HAY QUE PASAR EL MENSAJE

      El cristianismo se diferencia de las demás religiones en que estas últimas son esfuerzos del hombre por encontrar al Creador, mientras que en la religión de Jesucristo es Dios el que, por propia iniciativa, sale al encuentro del hombre para salvarlo del pecado y de la muerte, y para hacerlo partícipe de la vida misma de Dios, colmándolo de felicidad. A lo largo de la historia de la humanidad han aparecido muchos líderes y personajes religiosos, pero de todos ellos, el único que puede salvarnos es Jesucristo, el Hijo de Dios. Así lo afirma expresamente San Pedro en el Libro de los Hechos de los Apóstoles (4, 12). La salvación obrada por Cristo subsiste en la Iglesia Católica, única que ha mantenido initerrumpida la continuidad histórica con el primer Obispo de Roma, Vicario de Jesucristo en la tierra.
      Los fieles católicos somos depositarios de un don inmenso, que hemos recibido gratuitamente: la verdad que salva y nos hace felices. No tenemos derecho a esconder esa luz. Hemos de transmitirla a los demás. San Pedro nos exhorta a estar siempre prontos para dar una respuesta sobre el sentido y la razón de nuestra esperanza (1 Pe., 3, 15).
      En nuestro días, se cuestiona la legitimidad de proponer a los demás lo que se considera verdadero en sí, para que puedan adherirse a ello. Dicha propuesta es considerada como un atentado a la libertad de los demás.
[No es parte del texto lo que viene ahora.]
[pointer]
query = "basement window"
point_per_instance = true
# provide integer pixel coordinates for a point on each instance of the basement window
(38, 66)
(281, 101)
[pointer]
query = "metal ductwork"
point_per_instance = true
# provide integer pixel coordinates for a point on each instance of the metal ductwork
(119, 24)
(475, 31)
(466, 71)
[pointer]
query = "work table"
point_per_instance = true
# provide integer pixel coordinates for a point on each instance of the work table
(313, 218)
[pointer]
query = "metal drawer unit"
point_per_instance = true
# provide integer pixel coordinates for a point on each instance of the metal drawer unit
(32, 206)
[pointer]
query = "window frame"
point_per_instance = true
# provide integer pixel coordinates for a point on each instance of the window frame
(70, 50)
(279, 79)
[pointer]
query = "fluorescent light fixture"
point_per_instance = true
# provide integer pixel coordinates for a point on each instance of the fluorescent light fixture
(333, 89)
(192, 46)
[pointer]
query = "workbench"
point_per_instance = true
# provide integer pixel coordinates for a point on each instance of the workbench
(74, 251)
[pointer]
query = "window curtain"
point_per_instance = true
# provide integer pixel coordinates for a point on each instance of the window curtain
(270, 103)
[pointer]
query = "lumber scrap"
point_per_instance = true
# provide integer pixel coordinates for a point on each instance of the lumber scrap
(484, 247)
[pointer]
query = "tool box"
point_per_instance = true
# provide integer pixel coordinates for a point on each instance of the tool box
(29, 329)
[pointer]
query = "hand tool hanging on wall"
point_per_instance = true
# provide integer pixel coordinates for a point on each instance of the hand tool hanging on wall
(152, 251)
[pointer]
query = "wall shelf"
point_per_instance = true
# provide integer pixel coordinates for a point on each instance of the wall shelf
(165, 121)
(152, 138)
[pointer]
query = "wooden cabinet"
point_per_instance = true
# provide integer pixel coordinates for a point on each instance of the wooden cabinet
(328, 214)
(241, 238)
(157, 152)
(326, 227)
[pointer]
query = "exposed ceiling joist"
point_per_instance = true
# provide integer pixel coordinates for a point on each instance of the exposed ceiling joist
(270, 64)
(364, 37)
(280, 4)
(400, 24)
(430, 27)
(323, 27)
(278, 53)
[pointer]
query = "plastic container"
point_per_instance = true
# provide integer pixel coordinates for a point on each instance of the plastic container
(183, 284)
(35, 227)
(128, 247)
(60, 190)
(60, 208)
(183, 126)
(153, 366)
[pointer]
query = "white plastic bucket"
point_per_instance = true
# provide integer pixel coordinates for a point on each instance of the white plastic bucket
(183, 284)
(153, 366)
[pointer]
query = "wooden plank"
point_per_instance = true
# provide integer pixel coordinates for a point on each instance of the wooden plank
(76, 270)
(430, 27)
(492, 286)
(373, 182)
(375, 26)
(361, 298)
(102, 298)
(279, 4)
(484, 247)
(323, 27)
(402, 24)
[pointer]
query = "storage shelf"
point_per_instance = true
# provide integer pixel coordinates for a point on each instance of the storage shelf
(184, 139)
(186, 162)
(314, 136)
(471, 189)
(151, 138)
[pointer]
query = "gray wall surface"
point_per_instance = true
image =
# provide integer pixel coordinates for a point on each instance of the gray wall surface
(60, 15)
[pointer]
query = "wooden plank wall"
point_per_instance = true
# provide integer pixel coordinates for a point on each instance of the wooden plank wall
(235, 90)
Tal visión de la libertad, desvinculada de su inseparable referencia a la verdad, es una de las expresiones del relativismo que, al no reconocer nada como definitivo, deja como última medida sólo el propio yo con sus caprichos. Sin embargo, el hecho de estimular honestamente la inteligencia y la libertad de una persona hacia el encuentro con Cristo y su Evangelio de ningún modo puede ser considerado como una intromisión indebida, sino que es un ofrecimiento legítimo y un servicio que puede hacer más fecunda la relación entre los hombres. La actividad por medio de la cual el hombre comunica a otros eventos y verdades significativas desde el punto de vista religioso, favoreciendo su recepción, no sólo está en profunda sintonía con la naturaleza del proceso humano de diálogo, de anuncio y aprendizaje, sino que también responde a otra importante realidad antropológica: es propio del hombre el deseo de hacer que los demás participen de los propios bienes. En efecto, cuando alguien experimenta un gozo grande, siente el impulso de comunicarlo a las personas con las que se relaciona. Cuando se trata de la vida sobrenatural que Jesús ha traído a la tierra, ésta es una dicha que no se puede ocultar.
      En países de tradición cristiana muchos han abandonado la vida cristiana, quizá porque nunca la experimentaron en toda su profundidad y belleza; y viven en la oscuridad, sin esperanza, con los sufrimientos y esclavitudes a veces dramáticas que esto conlleva. Por eso es necesaria una nueva evangelización. El anuncio y el testimonio del Evangelio son el primer servicio que los cristianos podemos dar a cada persona y a la humanidad. No podemos dar por perdido a nadie. El corazón humano tiene la sorprendente capacidad de convertirse y cambiar.